Are you having trouble locating a rental property that will accept your dog? Finding a rental property is difficult enough, finding one that accepts pets can complicate the situation. If you have a pet that is on the Aggressive Breeds, list your search for a rental property becomes even more difficult. Insurance Companies that insure Home Owners and Renters are becoming very picky about which dog breeds they will insure and which they will not. Each Insurance Company creates their own list. The list has no specific scientific criteria required for a dog breed to be blacklisted; it is usually based upon the Insurance Company’s opinion of the risk the dog breed presents. Honestly, it is possible that a simple report in the media regarding a breed may be enough to cause an official at an insurance company to decide that a breed is dangerous. Insurance Companys should only be allowed to blacklist a dog based on the individual dog and if the dog has a known history of being aggressive or if the dog has been officially designated as dangerous.

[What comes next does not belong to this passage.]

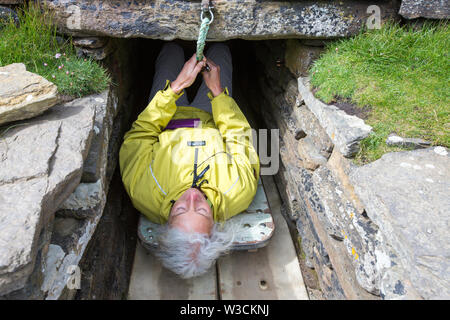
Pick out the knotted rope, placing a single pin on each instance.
(203, 32)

The following is a list of dog breeds that consistently are found on most insurance companies blacklist:
- Pit Bull Terriers
- Staffordshire Terriers
- German Shepherds
- Presa Canarios
- Chows Chows
- Doberman Pinschers
- Cane Corsos
- Great Danes
- Alaskan Malamutes
- Siberian Huskies
Insurance Companies evaluate the risk, the financial risk and possible claims their company may have to pay out. Claims associated with dogs can get very costly. If your insurance company does not know you have a “dangerous” dog and they find out, your policy may immediately be canceled or non-renewed.

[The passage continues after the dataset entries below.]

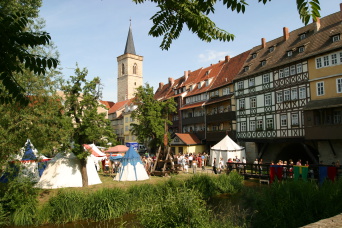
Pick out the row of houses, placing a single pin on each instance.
(281, 99)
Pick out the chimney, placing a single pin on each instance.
(160, 85)
(263, 42)
(171, 81)
(226, 59)
(317, 24)
(286, 33)
(186, 75)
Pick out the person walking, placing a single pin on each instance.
(214, 166)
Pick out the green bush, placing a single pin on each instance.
(294, 203)
(177, 208)
(106, 204)
(66, 206)
(231, 183)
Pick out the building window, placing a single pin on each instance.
(334, 59)
(299, 68)
(294, 94)
(225, 91)
(318, 63)
(301, 49)
(252, 125)
(293, 70)
(251, 82)
(279, 97)
(260, 126)
(242, 104)
(320, 88)
(122, 68)
(302, 92)
(268, 100)
(294, 119)
(269, 124)
(336, 37)
(135, 68)
(286, 95)
(337, 117)
(339, 85)
(271, 49)
(302, 36)
(240, 85)
(266, 78)
(283, 120)
(286, 72)
(253, 102)
(243, 126)
(326, 61)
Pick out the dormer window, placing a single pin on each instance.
(336, 38)
(271, 49)
(302, 36)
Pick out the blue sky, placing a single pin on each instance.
(93, 33)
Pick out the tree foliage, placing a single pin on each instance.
(15, 57)
(81, 102)
(173, 15)
(151, 115)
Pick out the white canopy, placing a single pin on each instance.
(225, 149)
(65, 171)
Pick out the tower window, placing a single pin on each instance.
(135, 68)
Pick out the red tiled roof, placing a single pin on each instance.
(108, 104)
(189, 138)
(315, 43)
(198, 104)
(118, 105)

Some suggestions I have heard to help a renter with a dog that is on the aggressive breed list is for a renter to get dog liability insurance. Dog liability insurance can be very reasonable and covers bodily injury and property damage a pet may cause. Most property owners or landlords are worried that they will be sued if their tenant’s dog bites or hurts another person or animal. Then there are the questions is your dog a service animal or for emotional support? According to the Fair Housing Amendments Act of 1988, Section 504 of the Rehabilitation Act of 1973, and Title II of the Americans with Disabilities Act, people with disabilities (whether these disabilities are visible or can’t be seen), have the right to keep emotional support animals, even when a landlord’s policy explicitly prohibits pets. I have also heard of tenants taking their dogs to dog obedience schools and providing resumes for their pet and references from people that have interacted with their dog.
Property owners or property managers want to rent to responsible dog owners, they make great tenants and usually stay longer in one place to keep their whole family together. Happy house hunting!!!!!